In all fairness, they put it very, very delicately and we have simply read between the lines. We are the ones who have been throwing around the words "liars/fakers/cheaters" but the exact terminology used by Kevin Franck was very considerate and more suggestive towards an "unconscious bias" i.e. without intention. We are the ones who have suggested something more nefarious may have happened. Either way, the result is the same (if true).
In a way, that's almost worse, IMO. It's like they think they will easily pull the veil over everyone.
Here's the problem. They could have designed the trial in such a way that there would be incentive to be honest. Just as an example, and I'm simplifying the numbers. In actuality, it would depend on the number of applicants, etc.
But let's just say they said to themselves the following. We are using Thornton Raffin confidence intervals to measure changes in repeated word tests. Let's do the same thing to compare their >=6 month test to the screening test.
It's
really important to us to get good data here, knowing that people are desperate and that there's social media buzz on top of our own messaging, that we want low word scores. Let's create a rigorous standard.
Let's actually bother to read the Thornton Raffin paper (instead of just grabbing numbers from the 95% table). Let's construct rigorous 80% confidence intervals (smaller error margins). You have to score (incentive!) within the 80% confidence interval of the score that you took
before you even knew about the trials (so basically 0% chance of the >=6 month WR score being faked).
You may try your hardest and your second score may land outside of the 80% confidence interval. It's not fair, you're not a bad person, but we demand people who are good at producing good repeat data.
Notice that my strategy is bad-incentive proof. I could have all sorts of nefarious, desperate intentions. I am encouraged to score my best.

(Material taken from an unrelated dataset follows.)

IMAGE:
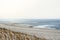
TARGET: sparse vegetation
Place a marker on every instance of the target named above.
(11, 35)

To make this even better, you could have this standard and not reveal it publicly. This way, there's a higher probability that the >=6 month score was achieved from trying their hardest.
Between this test being stable and the audiogram being stable, there would be essentially no worry about frauds.
The only thing I can think of that wouldn't be Frequency Therapeutics fault is if the patients didn't lie at screen, but were paranoid that if their baseline scores were too good, they would be kicked out. This is unlikely to be the case, and is easily fixed by just insisting to them that the motivation is to do your best throughout the trial.
I really hope they did do something like this, but just got burned. If I can think of it, they definitely can.